DenGro needed to make sure that tasks were actioned so the conversion loop was closed.

To combat these two flaws, a redesign of the interface was proposed - a wizard style interface would be introduced, one which asked the user to complete an action before being able to move to the next step of the conversion process and by answering those questions in turn, moving their lead through the conversion process.

This method also provided much more data and insight about each stage of the conversion process.

User Journey Flows

Closed user flows were a great idea, but with multiple responses per question, could very quickly become a complicated sequence of logic. The following image shows the logic flow for the initial question posed to users for the dental treatment, Invisalign.

 
 
 

Outcome

The reengineered product was released to the BETA test group and very quickly provided more solid user and consumer results, with conversion loops closed and users suggesting the redesigned interface was superior to the last.

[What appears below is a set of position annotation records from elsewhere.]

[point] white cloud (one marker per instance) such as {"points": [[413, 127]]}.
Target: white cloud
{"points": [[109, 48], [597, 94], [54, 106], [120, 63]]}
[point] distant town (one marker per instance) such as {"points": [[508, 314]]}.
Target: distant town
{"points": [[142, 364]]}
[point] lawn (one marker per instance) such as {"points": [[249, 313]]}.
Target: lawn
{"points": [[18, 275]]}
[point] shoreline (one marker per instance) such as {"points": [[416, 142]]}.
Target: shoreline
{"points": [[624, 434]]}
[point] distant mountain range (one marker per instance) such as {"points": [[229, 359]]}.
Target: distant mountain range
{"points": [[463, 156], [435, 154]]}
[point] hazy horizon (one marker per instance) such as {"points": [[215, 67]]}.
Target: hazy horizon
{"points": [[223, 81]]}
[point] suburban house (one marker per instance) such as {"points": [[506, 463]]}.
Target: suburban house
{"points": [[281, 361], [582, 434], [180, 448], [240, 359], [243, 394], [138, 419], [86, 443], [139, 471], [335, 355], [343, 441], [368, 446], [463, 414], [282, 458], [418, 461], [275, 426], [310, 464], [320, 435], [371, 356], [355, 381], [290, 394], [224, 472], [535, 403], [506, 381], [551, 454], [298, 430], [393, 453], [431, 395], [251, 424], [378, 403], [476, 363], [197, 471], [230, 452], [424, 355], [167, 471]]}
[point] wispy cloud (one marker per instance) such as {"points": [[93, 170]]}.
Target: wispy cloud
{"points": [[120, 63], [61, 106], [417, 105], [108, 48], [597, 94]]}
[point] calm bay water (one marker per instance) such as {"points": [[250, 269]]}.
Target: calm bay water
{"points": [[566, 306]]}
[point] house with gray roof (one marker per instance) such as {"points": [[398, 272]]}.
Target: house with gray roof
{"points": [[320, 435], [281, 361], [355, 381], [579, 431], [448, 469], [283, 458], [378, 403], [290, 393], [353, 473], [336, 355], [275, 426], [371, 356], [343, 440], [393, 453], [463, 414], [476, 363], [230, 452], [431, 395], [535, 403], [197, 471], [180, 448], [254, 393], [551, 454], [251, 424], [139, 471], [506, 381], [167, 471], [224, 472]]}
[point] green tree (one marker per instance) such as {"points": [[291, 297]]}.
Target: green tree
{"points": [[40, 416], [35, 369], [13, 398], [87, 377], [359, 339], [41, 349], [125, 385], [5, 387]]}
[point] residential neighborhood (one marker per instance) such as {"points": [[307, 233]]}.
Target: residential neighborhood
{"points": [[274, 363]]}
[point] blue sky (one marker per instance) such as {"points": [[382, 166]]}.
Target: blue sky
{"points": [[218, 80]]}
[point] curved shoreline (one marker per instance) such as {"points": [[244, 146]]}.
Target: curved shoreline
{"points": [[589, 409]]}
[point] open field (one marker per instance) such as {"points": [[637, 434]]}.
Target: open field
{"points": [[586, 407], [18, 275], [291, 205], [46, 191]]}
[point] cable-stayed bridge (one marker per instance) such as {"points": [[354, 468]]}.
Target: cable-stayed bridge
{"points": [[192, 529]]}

With a sound product, DenGro was released from BETA to the wider dental industry. 

Project Learnings

I've taken away a great deal of learning from this project, the main points being:

  • We understood that we had to make the product as simple as possible, but we had assumed that users would actually want to, or remember to complete tasks. This wasn’t always the case. Creating the ‘wizard’ style interface made it fool-proof.

  • We could have overcome this reengineering stage by creating a high-fidelity prototype, one which truly replicated every part of the initial process.

  • What a user says they will do and what a user actually does can be two completely different things!

Product Success

  • DenGro was awarded ‘High Technology Launch of the Year’ and shortlisted for ‘Innovation of the Year’ by the Dental Industry in 2018/19.

  • DenGro currently has a customer base of over 500 practices in the UK.